Virginia schools were created to improve the state’s literacy rate and to educate black Virginians (almost half of all Virginians were illiterate at that time). Freedmen and poor whites generally favored public schools, but wealthier Virginians were less than enthusiastic, and prioritized repayment of pre-war debts over funding schools.
Virginia Governor Frederick Holliday, a former Confederate colonel, vetoed a bill that would have required school taxes be devoted exclusively to funding public schools, stating, “Public free schools are not a necessity… They are a luxury… to be paid for, like any other luxury, by the people who wish their benefits.” In 1879 Virginia General Assembly made drastic cuts to the public education budget, shutting down half the schools in the state.
The Readjusters, a populist party with roots in the Shenandoah Valley, came together across the racial divide to oppose the Holliday agenda. The Readjusters restored education funding, repealed the racist poll tax, and controlled Virginia’s General Assembly and governor’s mansion (until a resurgent white supremacy erased many of the gains of the Reconstruction).
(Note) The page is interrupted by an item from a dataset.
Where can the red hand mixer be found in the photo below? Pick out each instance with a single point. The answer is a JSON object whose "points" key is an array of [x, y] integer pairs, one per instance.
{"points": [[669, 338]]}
By the close of the 19th century, Virginia’s public schools had earned broad biracial support, but under Jim Crow, they remained segregated until the Supreme Court’s decision in Brown v Board of Education. State Delegate James M. Thomson and US Sen. Harry F. Byrd Sr. fought desegregation for many years after Brown by taking control of local school board decisions, and closing some schools altogether.
Decades of struggle and court decisions against segregation finally brought an end to Massive Resistance — a hundred years after Virginia’s public schools were created. The concept of charter schools was born shortly thereafter, and the fight for public school funding in Virginia continues today.
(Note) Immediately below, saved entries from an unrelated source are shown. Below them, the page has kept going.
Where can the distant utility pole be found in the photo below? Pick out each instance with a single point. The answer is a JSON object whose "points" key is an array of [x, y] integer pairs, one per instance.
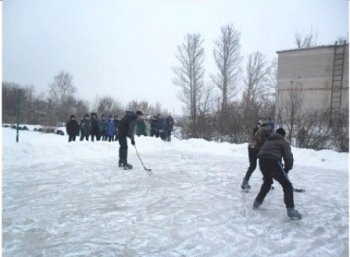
{"points": [[18, 100]]}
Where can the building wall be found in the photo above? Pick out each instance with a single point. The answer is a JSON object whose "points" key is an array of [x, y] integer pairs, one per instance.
{"points": [[310, 70]]}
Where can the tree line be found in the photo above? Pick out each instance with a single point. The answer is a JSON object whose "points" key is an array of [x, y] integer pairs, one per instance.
{"points": [[225, 108]]}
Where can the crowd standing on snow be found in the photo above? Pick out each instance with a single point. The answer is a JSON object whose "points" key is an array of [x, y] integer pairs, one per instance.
{"points": [[91, 127], [266, 144]]}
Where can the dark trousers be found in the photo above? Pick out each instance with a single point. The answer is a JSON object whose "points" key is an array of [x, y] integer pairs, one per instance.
{"points": [[272, 169], [253, 157], [71, 138], [123, 149]]}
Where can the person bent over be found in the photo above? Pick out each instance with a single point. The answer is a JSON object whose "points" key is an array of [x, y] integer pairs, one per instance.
{"points": [[270, 157]]}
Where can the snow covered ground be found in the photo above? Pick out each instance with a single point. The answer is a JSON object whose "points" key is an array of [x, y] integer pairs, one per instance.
{"points": [[71, 199]]}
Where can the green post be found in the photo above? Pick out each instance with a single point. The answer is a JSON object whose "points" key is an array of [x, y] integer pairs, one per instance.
{"points": [[18, 98]]}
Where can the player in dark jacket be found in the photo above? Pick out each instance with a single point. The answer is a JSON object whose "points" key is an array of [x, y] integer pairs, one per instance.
{"points": [[85, 128], [126, 128], [270, 157], [260, 134], [72, 128]]}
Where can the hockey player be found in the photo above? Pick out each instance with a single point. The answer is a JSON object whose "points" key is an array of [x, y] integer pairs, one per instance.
{"points": [[260, 134], [126, 128], [270, 157]]}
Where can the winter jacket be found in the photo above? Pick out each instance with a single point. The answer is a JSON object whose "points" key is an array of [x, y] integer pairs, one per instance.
{"points": [[85, 127], [96, 127], [260, 136], [103, 123], [126, 127], [276, 147], [110, 129], [140, 128], [72, 128]]}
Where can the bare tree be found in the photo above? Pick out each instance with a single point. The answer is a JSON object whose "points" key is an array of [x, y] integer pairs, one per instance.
{"points": [[228, 59], [189, 75], [146, 107], [305, 41], [61, 93], [62, 87]]}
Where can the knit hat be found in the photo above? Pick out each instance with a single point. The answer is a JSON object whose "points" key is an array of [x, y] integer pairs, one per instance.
{"points": [[281, 131]]}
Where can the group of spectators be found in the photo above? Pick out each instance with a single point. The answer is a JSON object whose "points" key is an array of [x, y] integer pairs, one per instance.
{"points": [[106, 129]]}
During the 2008–09 recession, General Assembly made budget cuts to education. Virginia’s funding per-student dropped by 16 percent between the 2008–09 and the 2013–14 school year (adjusted for inflation). As the economy has been recovering, our elected representatives in Richmond have not restored that funding.
The threat to public education is real, and it’s local. Groups like Americans for Prosperity are working to revive an old Holliday-esque agenda in school districts across the country. Several property owners in Harrisonburg recently formed a PAC called “Students Over Structures” (SOS) to oppose spending “too much” to alleviate overcrowding at HHS. SOS has sent mailers and erected red signs throughout the city.
We didn’t see this sort of organized, well-funded opposition to school construction several years ago, when Harrisonburg and Rockingham County built five new schools. That could have something to do with state budget cuts to education during the recession that haven’t been restored as our economy has improved. Or rising property values and school construction costs. Or it might be due in part to opinions some hold about our changing demographics. HHS is ranked among the most diverse schools in the state — between 2010 and 2013, the city’s Hispanic population grew by 18.2 percent.
We need champions for Virginia’s working families in Richmond again to fight as the Readjusters did for strong schools that support thriving local communities. I’m running for delegate in Harrisonburg and Rockingham County to do just that.